ATHENS, Ga. – James Paul Gee, a renowned linguist and author of What Video Games Have to Teach Us About Learning and Literacy, will speak at the University of Georgia College of Education on Tuesday, April 27, at the Learning and Performance Support Laboratory’s (LPSL) 2004 Spring Symposium.
Gee has attracted national attention for his work advocating the use of video game environments to derive fundamental principles of language, literacy and education. His presentation, titled “Power Up: What Video Games Have to Teach Us About Learning and Literacy,” will be held in G-5 Aderhold Hall at 12:30 p.m.
Gee began his research on the teaching capacity of video games two years ago when he began playing the games to better understand how his then six-year-old child played games.

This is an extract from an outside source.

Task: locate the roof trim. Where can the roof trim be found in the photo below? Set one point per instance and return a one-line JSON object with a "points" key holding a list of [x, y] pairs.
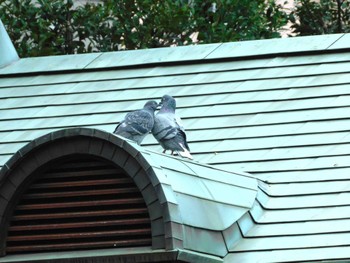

“It dawned on me that good games were learning machines. Built into their very designs were good learning principles, principles supported, in fact, by cutting-edge research in cognitive science, the science that studies human thinking and learning,” said Gee in an interview with Game Zone, a Web site devoted to video gaming.
“Many of these principles could be used in schools to get kids to learn things like science, but, too often today schools are returning to skill-and-drill and multiple-choice tests that kill deep learning,” he said.
Gee is the Tashia Morgridge Professor of Reading in the department of curriculum and instruction at the University of Wisconsin at Madison. Over the last decade, his work has been published widely in journals in the fields of linguistics, psychology, the social sciences and education.